Conforme o cirurgião da Casa São Lucas, Tiago Diniz, a cirurgia robótica consegue fazer com que o paciente seja submetido ao procedimento com cortes menores, de forma mais delicada. “Os movimentos são mais precisos, o robô não treme, o robô tem uma delicadeza muito grande e consegue acessar áreas que, na cirurgia aberta e na cirurgia minimamente invasiva, que hoje é a videolaparoscopia, não seriam alcançadas. Ele consegue ser mais delicado e, assim, causar menos efeito colateral ao paciente”, disse Diniz.
O robô cirúrgico opera sob a direção de um médico, que controla as ações e orienta a cirurgia.
A precisão dos movimentos proporcionados pelo robô reduz as chances de sangramento e de lesões em estruturas sensíveis, como nervos. “Na urologia, por exemplo, na cirurgia de câncer de próstata, quando comparada à cirurgia por vídeo ou à cirurgia aberta, a cirurgia robótica causa menos efeito colateral. Então, tem menos impotência, tem menos incontinência urinária”, destaca.
Por ser minimamente invasiva, a cirurgia robótica tende a proporcionar uma recuperação mais rápida e menos dolorosa ao paciente. Com incisões menores, o procedimento reduz o tempo de internação hospitalar e possibilita alta mais precoce. Além disso, Tiago Diniz também revela que há menor risco de sangramento, menos dor no pós-operatório e redução das chances de infecção.
A possibilidade de alta hospitalar no mesmo dia é uma das principais vantagens observadas nos estados que já adotaram a cirurgia robótica. “Ele (o paciente) precisa de menos tempo de internação, porque tem menos dor, a recuperação é mais rápida, então ele recebe alta mais precoce, normalmente”, pondera o médico.
Tiago Diniz é cirurgião do aparelho digestivo e destaca que o robô facilita procedimentos bariátricos, permitindo operar com mais segurança pacientes com obesidade mais grave. “Na cirurgia bariátrica, conseguimos trabalhar de forma mais eficiente em pacientes de 200 ou 300 quilos, tornando o procedimento mais preciso e seguro”, afirma.
Segundo o cirurgião, em procedimentos como a correção de hérnias, por exemplo, muitos pacientes conseguem voltar para casa poucas horas após a intervenção, algo que dificilmente ocorreria na cirurgia convencional, que exige maior tempo de recuperação e internação.
Além da recuperação mais rápida, a adoção da tecnologia também reduz a evasão de pacientes para outros centros. Atualmente, moradores de Natal que precisam desse tipo de procedimento acabam sendo encaminhados para outras cidades: “Hoje, por exemplo, a gente perde algumas cirurgias para outros estados.” Com a implantação do serviço no estado, a tendência é que esses pacientes permaneçam na própria capital.
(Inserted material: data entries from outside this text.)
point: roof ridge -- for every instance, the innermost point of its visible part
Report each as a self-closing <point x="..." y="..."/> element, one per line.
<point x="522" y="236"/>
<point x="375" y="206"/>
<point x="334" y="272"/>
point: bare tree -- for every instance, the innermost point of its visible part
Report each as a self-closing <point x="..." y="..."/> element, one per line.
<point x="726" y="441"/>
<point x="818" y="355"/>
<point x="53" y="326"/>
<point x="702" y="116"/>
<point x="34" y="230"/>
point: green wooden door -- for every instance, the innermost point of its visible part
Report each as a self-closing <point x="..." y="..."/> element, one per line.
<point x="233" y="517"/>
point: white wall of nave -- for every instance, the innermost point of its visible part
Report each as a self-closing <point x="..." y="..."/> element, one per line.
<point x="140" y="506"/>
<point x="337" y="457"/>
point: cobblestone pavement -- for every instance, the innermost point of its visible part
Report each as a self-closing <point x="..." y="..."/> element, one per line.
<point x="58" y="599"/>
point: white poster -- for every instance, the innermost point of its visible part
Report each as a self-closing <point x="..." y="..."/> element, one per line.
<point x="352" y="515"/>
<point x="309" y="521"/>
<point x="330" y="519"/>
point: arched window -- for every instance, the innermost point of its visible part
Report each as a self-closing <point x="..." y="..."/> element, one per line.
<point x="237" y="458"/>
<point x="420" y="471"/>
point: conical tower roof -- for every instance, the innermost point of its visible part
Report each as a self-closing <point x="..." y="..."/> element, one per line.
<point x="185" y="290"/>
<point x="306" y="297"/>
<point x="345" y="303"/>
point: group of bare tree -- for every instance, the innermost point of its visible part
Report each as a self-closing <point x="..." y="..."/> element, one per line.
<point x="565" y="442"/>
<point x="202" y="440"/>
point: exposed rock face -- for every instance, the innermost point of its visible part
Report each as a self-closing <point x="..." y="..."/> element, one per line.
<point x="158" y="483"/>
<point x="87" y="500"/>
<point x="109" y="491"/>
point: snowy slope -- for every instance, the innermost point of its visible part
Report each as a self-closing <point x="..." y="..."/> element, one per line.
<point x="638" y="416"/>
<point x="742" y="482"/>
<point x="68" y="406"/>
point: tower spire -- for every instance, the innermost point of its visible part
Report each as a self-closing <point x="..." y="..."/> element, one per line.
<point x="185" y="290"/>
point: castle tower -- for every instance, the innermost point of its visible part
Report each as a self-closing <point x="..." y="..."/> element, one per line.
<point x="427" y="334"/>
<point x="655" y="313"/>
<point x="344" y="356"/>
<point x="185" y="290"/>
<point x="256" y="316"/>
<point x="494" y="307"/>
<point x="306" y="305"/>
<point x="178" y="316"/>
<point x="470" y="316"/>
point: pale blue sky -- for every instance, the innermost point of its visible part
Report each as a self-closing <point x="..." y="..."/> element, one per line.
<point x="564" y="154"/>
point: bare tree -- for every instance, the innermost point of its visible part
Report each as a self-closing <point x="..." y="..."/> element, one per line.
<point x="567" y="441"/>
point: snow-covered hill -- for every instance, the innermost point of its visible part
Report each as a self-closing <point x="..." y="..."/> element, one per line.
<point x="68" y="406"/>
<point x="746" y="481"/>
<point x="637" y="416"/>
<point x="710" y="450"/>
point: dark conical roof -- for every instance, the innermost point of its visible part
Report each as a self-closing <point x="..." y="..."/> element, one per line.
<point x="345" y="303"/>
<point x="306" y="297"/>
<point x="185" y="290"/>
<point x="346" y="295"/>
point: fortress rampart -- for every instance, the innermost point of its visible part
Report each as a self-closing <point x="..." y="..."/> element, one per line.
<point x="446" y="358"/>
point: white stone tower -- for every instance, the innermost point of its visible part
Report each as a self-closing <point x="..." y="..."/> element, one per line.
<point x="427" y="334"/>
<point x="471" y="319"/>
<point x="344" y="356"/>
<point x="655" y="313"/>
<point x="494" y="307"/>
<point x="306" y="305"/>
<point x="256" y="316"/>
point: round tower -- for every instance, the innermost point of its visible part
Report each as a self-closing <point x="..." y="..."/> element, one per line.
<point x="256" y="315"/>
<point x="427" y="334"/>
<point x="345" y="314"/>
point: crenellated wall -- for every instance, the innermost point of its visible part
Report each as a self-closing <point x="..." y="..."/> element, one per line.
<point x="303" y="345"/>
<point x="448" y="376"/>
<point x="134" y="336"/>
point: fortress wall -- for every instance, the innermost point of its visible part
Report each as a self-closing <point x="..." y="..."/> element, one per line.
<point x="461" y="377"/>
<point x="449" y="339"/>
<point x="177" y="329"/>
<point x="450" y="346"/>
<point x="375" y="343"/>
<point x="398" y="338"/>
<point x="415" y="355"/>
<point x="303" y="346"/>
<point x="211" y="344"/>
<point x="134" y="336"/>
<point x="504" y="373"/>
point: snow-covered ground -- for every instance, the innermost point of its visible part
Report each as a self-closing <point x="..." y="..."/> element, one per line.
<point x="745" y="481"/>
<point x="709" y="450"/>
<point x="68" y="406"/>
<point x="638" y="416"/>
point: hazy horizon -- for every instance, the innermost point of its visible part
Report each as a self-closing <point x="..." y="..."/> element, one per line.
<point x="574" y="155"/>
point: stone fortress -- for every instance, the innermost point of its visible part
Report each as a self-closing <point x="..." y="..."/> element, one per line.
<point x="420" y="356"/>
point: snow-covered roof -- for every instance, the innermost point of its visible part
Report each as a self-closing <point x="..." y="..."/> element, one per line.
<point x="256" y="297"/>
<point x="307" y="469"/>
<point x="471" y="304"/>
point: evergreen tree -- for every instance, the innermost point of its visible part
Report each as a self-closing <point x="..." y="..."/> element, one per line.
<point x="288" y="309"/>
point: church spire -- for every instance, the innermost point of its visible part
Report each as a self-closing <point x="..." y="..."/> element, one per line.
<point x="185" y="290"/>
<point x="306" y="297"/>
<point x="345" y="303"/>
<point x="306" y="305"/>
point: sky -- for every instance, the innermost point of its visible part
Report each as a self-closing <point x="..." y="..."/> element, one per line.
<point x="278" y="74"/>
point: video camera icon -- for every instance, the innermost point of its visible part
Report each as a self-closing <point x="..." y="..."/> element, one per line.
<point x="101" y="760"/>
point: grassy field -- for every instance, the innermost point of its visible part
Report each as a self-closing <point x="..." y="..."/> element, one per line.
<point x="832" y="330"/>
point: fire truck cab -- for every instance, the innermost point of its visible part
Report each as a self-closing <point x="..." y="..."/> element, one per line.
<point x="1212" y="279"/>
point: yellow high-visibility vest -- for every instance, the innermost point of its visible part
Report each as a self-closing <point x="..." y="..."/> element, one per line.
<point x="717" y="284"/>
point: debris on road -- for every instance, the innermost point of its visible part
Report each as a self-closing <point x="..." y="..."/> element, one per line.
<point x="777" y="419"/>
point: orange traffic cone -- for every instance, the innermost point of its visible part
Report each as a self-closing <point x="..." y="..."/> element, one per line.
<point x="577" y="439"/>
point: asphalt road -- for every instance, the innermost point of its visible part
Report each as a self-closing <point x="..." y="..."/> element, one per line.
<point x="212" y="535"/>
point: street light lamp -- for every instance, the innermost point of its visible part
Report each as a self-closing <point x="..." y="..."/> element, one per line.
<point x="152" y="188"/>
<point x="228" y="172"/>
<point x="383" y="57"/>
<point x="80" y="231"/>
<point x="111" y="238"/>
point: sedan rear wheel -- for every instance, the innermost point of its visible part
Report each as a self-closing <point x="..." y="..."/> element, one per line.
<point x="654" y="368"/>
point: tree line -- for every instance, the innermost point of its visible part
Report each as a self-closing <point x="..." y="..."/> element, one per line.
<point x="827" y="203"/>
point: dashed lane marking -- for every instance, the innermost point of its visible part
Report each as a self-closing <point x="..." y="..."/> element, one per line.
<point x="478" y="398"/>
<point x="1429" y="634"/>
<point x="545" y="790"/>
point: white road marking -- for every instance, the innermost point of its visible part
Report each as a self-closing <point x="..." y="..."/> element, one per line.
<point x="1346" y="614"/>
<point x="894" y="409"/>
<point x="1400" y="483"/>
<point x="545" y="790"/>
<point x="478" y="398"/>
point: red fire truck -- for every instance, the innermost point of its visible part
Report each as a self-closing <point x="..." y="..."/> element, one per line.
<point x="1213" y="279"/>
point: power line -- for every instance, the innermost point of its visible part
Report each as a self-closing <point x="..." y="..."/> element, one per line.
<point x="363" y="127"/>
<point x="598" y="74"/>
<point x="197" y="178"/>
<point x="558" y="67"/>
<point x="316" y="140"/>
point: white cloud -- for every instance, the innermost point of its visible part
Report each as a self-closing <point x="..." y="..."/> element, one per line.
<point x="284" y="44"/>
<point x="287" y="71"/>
Outro ponto destacado é o impacto econômico para os hospitais. Embora muitos médicos se desloquem para operar em outros estados, a ausência da tecnologia no Rio Grande do Norte faz com que procedimentos e receitas deixem de circular na economia local.
Com previsão de início das atividades em abril, o robô já deve começar a ser utilizado assim que for instalado e forem finalizados os protocolos operacionais.
Apenas médicos habilitados poderão realizar os procedimentos, já que a técnica exige treinamento específico e certificação própria, semelhante a uma especialização, para que o profissional esteja apto a operar a plataforma.